En ese pasaporte concedido a Eduardo Alfredo Rodríguez Rodríguez se le
informaba a los aduaneros del mundo que el que tenían ante sí era un ciudadano
estadounidense nacido en Cuba y (en esa época, hace unos 30 años, y he aquí
otra instancia por la que ha aumentado nuestra invisibilidad) que este
documento había sido emitido por el Departamento de Estado del Estado Libre
Asociado de Puerto Rico. En lugar del pretendido efecto clarificador del
pasaporte, entregaba un documento opaco y turbio. Desde entonces, he debido
sintetizar en las fronteras en las que he sido detenido una formulación factual
que resulta para muchos casi incomprensible: “No soy estadounidense, no soy
cubano, soy puertorriqueño.” La explicación larga de esto, la abarcadora pero
siempre incompleta, se halla de maneras no del todo evidentes, en mis libros.

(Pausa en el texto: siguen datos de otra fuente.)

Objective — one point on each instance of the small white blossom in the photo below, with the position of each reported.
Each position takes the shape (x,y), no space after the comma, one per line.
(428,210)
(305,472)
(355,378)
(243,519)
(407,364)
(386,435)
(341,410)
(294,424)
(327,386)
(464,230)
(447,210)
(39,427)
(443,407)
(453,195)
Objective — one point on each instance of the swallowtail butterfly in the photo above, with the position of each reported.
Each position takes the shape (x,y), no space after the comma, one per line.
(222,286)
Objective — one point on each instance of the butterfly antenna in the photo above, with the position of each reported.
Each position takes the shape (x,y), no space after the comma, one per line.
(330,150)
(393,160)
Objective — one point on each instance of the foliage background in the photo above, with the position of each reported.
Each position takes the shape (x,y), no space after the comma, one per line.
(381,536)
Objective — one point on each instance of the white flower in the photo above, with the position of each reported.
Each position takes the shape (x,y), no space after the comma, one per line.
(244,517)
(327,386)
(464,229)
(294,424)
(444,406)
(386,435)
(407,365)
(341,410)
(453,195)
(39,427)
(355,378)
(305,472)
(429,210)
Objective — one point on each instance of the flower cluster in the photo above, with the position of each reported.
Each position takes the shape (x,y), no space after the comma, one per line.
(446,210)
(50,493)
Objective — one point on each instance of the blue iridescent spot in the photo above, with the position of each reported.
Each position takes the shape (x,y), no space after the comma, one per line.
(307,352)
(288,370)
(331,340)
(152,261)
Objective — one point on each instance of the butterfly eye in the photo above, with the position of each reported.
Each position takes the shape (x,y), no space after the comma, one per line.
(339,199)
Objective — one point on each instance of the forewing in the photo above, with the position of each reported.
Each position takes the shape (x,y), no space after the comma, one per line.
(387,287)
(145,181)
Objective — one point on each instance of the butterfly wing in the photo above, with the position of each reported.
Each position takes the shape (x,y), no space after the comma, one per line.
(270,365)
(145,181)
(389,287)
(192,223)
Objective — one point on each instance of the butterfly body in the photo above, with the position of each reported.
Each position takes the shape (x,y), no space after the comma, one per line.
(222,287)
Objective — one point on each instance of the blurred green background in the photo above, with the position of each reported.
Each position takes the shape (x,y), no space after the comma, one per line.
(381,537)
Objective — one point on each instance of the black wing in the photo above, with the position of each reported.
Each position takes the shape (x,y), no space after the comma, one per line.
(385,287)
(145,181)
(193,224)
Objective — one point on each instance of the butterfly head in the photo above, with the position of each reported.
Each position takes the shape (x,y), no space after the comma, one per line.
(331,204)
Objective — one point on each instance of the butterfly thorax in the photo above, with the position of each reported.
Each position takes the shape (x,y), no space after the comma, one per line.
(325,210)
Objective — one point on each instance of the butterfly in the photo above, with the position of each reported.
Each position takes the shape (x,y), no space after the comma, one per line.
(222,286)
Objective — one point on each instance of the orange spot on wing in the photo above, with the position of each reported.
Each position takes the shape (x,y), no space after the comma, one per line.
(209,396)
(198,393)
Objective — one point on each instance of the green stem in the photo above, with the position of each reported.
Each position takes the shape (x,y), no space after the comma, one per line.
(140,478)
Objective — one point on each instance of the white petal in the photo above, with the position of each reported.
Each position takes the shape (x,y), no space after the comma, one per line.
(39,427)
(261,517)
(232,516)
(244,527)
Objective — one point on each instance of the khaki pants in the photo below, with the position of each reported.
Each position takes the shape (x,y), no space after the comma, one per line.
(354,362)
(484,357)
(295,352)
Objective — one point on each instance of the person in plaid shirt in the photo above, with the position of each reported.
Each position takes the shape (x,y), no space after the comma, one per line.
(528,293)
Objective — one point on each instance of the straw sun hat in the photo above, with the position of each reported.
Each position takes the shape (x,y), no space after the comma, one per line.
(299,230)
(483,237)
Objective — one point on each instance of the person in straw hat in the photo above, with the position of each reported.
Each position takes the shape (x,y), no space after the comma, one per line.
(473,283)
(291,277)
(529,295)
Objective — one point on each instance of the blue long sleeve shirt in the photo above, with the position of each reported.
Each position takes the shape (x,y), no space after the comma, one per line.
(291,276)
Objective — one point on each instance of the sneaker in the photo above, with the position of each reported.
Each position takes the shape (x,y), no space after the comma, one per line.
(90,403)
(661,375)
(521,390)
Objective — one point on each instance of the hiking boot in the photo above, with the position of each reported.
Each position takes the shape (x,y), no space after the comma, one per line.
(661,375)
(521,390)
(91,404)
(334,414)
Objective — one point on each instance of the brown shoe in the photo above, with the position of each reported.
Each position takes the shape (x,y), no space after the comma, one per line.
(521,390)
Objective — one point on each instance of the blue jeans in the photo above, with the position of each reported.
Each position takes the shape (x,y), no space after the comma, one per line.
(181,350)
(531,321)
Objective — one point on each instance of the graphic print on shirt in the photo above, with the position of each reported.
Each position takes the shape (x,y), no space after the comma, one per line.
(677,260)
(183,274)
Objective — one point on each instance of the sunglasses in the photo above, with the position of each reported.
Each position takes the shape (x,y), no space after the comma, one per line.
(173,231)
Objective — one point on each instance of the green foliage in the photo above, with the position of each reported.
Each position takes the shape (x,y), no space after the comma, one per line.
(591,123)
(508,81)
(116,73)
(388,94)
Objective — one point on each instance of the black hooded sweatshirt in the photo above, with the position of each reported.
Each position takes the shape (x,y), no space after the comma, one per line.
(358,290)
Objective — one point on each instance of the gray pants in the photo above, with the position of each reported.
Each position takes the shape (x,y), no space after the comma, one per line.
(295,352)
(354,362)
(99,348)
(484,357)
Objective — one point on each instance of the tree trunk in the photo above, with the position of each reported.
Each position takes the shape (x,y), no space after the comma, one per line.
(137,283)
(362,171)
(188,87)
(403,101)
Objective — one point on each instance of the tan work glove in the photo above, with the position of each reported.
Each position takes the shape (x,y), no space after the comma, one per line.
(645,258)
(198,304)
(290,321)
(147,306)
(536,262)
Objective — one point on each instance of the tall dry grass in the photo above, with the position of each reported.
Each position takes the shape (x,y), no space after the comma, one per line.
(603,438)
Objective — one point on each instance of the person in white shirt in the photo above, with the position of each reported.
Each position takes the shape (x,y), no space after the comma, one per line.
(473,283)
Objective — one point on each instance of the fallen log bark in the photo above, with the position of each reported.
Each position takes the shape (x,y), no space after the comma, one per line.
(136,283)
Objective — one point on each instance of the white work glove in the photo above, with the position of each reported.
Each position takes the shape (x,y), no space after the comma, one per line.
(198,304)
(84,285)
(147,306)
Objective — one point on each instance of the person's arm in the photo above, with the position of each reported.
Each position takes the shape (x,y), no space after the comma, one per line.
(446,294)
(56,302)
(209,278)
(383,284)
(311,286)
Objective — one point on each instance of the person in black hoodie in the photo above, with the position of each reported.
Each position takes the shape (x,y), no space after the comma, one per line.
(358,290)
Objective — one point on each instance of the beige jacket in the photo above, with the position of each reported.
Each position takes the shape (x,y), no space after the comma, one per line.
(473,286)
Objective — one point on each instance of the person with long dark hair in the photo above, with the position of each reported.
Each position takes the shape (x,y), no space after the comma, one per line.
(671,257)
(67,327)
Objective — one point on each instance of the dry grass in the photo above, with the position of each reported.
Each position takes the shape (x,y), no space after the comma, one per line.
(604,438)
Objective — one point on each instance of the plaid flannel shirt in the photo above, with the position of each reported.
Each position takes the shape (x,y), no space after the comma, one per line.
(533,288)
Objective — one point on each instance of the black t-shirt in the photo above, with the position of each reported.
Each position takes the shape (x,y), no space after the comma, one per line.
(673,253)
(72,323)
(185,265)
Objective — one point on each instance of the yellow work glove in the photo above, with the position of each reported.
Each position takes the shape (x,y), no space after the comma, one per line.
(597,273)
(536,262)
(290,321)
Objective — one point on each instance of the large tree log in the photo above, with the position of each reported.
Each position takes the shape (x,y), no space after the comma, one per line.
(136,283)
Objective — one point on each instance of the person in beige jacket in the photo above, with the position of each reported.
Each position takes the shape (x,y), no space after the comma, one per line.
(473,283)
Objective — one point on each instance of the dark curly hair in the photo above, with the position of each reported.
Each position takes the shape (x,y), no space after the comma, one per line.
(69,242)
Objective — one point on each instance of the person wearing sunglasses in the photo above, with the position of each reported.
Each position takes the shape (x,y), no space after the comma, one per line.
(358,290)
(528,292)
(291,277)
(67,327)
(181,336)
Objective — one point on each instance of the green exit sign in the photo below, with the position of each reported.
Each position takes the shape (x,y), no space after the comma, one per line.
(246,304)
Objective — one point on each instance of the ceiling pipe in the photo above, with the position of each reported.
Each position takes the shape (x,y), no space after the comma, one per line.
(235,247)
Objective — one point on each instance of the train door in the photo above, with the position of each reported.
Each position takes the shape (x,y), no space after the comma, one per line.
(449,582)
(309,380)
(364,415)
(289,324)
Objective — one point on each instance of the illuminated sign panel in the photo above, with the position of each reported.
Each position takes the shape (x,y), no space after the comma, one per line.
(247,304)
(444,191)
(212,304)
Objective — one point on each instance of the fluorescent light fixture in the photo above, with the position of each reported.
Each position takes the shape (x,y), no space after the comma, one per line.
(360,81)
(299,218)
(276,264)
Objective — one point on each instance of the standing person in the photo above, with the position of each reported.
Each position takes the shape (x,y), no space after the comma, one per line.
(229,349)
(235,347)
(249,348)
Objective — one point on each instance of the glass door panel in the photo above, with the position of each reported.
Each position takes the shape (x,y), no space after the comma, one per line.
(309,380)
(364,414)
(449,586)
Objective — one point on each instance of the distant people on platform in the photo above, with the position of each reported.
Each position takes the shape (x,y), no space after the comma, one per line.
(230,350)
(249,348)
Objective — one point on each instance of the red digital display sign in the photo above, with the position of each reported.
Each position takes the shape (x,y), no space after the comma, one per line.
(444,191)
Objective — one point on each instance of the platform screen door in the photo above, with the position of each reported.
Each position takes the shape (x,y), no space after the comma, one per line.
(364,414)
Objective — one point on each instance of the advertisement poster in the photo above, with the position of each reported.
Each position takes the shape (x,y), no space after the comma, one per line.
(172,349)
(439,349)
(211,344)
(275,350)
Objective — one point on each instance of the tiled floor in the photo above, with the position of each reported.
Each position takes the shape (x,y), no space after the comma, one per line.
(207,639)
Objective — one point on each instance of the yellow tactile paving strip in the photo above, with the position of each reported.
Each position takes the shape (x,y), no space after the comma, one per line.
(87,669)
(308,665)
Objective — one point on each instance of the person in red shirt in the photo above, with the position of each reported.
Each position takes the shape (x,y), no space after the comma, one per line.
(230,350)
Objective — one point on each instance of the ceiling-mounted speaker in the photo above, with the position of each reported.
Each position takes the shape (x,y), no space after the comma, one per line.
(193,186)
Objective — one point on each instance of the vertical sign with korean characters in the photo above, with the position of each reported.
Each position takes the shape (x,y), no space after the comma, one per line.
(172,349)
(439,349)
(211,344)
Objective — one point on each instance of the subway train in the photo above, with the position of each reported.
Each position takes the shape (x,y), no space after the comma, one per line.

A veces alguien tiene la fortuna, y ésta aumenta en aquellos cuya
historia familiar está asociada al exilio, la lejanía y la pérdida, de hallar
un lugar en el mundo. Recibí este don cuando apenas tuve consciencia de mí
mismo, montado en una bicicleta en cuyo manubrio iba trabado perennemente un
guante de béisbol. En cualquier calle se armaban partidos con jugadores que
ahora bateaban y corrían las bases, pero que solo un rato después se
reagruparían en nuevos equipos, luchando bajo los aros de una cancha de
baloncesto. Allí, entre esos muchachos, supe ya lo que ningún pasaporte ni
ningún oportunismo podía confundir ni negar: era como cualquiera de mis amigos,
era un puertorriqueño más. Conocí así lo que muchas décadas después descubriría
en una frase de Derek Walcott: “...que el propósito de la poesía es quedar
enamorado del mundo a pesar de la Historia.”
Durante décadas mis pasos me han llevado por las calles de San
Juan hasta la gran explanada que queda ante el Castillo del Morro, la fortaleza
principal del sistema de defensas que construyó la corona española. Por siglos
nuestra ciudad fue la boca de América. Allí comenzaba su cuerpo de casi
incontables miembros y comenzaban también, luego del azaroso cruce de los
mares, las palabras que se compartían desde ese litoral hasta la Patagonia. He
ido allí incansablemente desde que supe que mi vida estaría asociada a la
escritura, desde que en una noche lejana de París, Eduardo Rodríguez se
convirtió en Eduardo Lalo. Me paro en lo alto de las murallas y observo el mar,
la lejana línea del horizonte que tantas veces he fotografiado. Para los
isleños, el océano puede ser un desierto. Todo o casi todo llega por él, pero a
la vez ese espacio es infranqueable. Uno queda allí, sobre la muralla, en el
límite de lo habitable, observando el punto más distante. Pero allí también, el
escritor que llegué a ser, descubrió el poder devastador de la indiferencia y
el silencio. Por esto, probablemente, regreso a esa muralla a contemplar un
silencio y un espacio sin límites, a los que aparentemente no hay nada que
oponerles. Ante ese vacío entendí que tenía que aprender a sobrevivir a ese
océano, que era la imagen de la distancia, el abandono y el aislamiento, y que esta
lejanía del mundo había llevado a su fin a tantos artistas y escritores del
Caribe. Allí, sobre la muralla, me percaté por qué las palabras morían tantas
veces en nuestras bocas y en nuestras páginas; conocí cómo la historia era una
máquina de invisibilizaciones; supe cómo en Puerto Rico la respiración estaría
siempre en lucha contra la asfixia. Al igual que en las más altas montañas del
planeta, el mar que nos separaba y desdibujaba era una zona de la muerte.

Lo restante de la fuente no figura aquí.